The effort has even drawn some
support from the GOP, which has traditionally taken a harder line on
drug laws. "The topic of medical and recreational marijuana has always
been an issue of state' rights for me," Young, the Alaska Republican,
said in a press release on Tuesday. "My position aims to reaffirm the
states' rights to determine the nature of criminal activity within their
own jurisdictions, which I believe is critical for states to
effectively legislate within their borders."
Cohen credited the
veterans' health care angle for drawing GOP attention to the issue, and
he said Young, a "respected veteran legislator," may give more
Republicans a "little bit of courage" and persuade them to sign on. He
acknowledged that a rising strain of libertarianism in today's GOP,
particularly among lawmakers from Western states, may also boost the
measure's support.
In addition to Young, Cohen said, Rep. Dana
Rohrabacher, R-California, has agreed to sponsor the measure. He also
said he'd talked to two additional Republicans on Tuesday who appeared
ready to join the fight.
Some Democrats, like Sen.

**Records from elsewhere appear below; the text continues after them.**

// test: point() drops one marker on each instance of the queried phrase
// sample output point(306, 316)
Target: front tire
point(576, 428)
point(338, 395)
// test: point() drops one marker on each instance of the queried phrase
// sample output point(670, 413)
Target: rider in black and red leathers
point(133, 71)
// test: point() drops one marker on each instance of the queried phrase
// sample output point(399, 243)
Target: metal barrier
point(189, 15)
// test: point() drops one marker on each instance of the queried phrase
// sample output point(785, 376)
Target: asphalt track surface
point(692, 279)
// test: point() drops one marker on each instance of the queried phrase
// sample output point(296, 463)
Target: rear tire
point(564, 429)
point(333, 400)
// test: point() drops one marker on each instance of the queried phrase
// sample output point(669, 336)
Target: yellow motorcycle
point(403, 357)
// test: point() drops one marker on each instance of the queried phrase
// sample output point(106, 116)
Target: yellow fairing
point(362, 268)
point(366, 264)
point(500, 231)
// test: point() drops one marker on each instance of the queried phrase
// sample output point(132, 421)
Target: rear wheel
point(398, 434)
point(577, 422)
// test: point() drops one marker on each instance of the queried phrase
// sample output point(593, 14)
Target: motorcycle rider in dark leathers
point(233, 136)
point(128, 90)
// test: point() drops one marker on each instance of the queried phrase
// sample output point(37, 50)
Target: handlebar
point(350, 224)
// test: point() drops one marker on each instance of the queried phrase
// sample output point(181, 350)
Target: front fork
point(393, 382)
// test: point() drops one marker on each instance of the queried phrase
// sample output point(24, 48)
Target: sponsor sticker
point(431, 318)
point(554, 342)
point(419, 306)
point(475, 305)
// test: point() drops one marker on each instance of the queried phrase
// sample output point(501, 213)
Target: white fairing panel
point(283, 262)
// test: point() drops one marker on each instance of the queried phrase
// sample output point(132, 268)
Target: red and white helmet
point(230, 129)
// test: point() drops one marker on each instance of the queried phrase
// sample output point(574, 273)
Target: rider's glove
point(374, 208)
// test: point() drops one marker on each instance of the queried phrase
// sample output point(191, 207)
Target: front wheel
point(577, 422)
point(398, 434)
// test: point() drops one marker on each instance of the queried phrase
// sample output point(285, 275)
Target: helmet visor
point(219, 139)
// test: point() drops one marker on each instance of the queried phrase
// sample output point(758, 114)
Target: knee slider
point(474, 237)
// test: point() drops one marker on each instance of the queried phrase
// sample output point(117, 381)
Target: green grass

Dianne
Feinstein, D-California, have voiced concerns about the increased
potency of modern marijuana, saying they'd like to see more research
into the non-psychoactive forms of the drug.
Cohen has little
patience for that particular reservation. "It's just horse manure to
talk about potent versus less potent," he said. "If you make it legal,
people might know the potency of what they're buying."
Despite
some signs of momentum, the bill faces an tough road to passage in a
GOP-controlled Congress. Asked whether House Speaker John Boehner would
schedule a vote on the bill if it receives enough support, Cohen said,
"I doubt it." Even moving the bill through the House Judiciary
Committee, which holds jurisdiction over the issue, would be "tough," he
said.
But the congressman argued that the bill's eventual success
is guaranteed, given the generational shift toward more permissive
attitudes on pot laws.
"One day, there will be passage," he said. "The times, they are a-changin'."